However, the licensing group behind VP8's major rival, H.264, is now looking to find patents that cover VP8 technology and asking companies holding those patents if they want to form a patent pool for licensing.

Essentially, it's a war declaration against Google which has released VP8 to offer an alternative to the patent-encumbered H.264. The stake is online video based on HTML5.

Currently, there are three main codecs used by HTML5 video, the very widespread H.264, which is mostly free to use, but requires software makers or websites to pay in certain cases, the open-source but technologically inferior Ogg Theora and the new VP8, part of the WebM format.

Companies such as Mozilla and Opera refused to include support for H.264, because of ideological but also monetary reasons, and only supported Theora. Microsoft and Apple stood behind H.264 leading to a stalemate.

VP8 was supposed to fix all that, both Firefox and Opera now support WebM, as well as Google Chrome and Chromium. Google recently took an extra step and dropped support for H.264 from its browsers.

WebM's main advantage is its open source license, enabling developers, publishers and anyone else to use the codec as they see fit, for free, in any situation.

But MPEG LA believes that at least some parts of VP8 are covered by patents from its member companies and is now looking to form a patent pool which would license the codec for use.

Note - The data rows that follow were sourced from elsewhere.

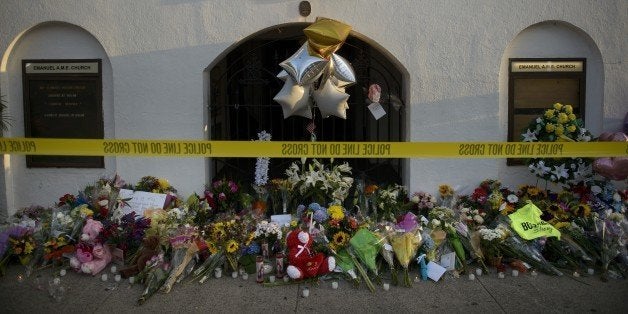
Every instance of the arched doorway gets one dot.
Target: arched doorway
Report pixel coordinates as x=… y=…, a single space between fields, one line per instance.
x=243 y=84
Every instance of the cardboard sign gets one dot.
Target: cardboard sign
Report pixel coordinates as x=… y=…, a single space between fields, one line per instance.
x=138 y=201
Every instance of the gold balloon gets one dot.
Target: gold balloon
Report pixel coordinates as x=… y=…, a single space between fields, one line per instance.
x=325 y=36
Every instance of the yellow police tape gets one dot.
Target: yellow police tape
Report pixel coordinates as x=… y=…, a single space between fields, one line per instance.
x=200 y=148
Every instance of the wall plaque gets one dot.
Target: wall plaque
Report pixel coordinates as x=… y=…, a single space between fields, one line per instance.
x=63 y=99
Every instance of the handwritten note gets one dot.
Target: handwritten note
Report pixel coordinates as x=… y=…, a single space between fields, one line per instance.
x=138 y=201
x=435 y=271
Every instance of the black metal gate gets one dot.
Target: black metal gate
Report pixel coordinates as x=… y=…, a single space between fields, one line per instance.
x=244 y=83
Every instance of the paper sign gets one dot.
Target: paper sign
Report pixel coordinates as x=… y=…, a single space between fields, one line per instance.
x=281 y=220
x=435 y=271
x=448 y=261
x=377 y=110
x=140 y=201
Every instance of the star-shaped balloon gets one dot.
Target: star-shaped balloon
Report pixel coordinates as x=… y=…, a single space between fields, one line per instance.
x=343 y=71
x=304 y=68
x=293 y=98
x=331 y=101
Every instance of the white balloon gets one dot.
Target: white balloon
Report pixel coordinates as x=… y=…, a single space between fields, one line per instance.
x=304 y=68
x=283 y=75
x=293 y=98
x=331 y=101
x=343 y=71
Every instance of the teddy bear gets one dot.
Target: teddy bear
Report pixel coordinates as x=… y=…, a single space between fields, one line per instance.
x=304 y=262
x=91 y=256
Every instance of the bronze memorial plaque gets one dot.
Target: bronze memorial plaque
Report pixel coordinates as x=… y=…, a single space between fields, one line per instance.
x=63 y=99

Essentially, this would put VP8 on par with H.264 as far as the license requirements go.

Google thinks it's in the clear and believes it can fight this, but it remains to be seen if the courts think the same, if it gets to that.

"The vast majority of the industry supports free and open development, and we’re in the process of forming a broad coalition of hardware and software companies who commit to not assert any IP claims against WebM. We are firmly committed to the project and establishing an open codec for HTML5 video," Google said in a statement.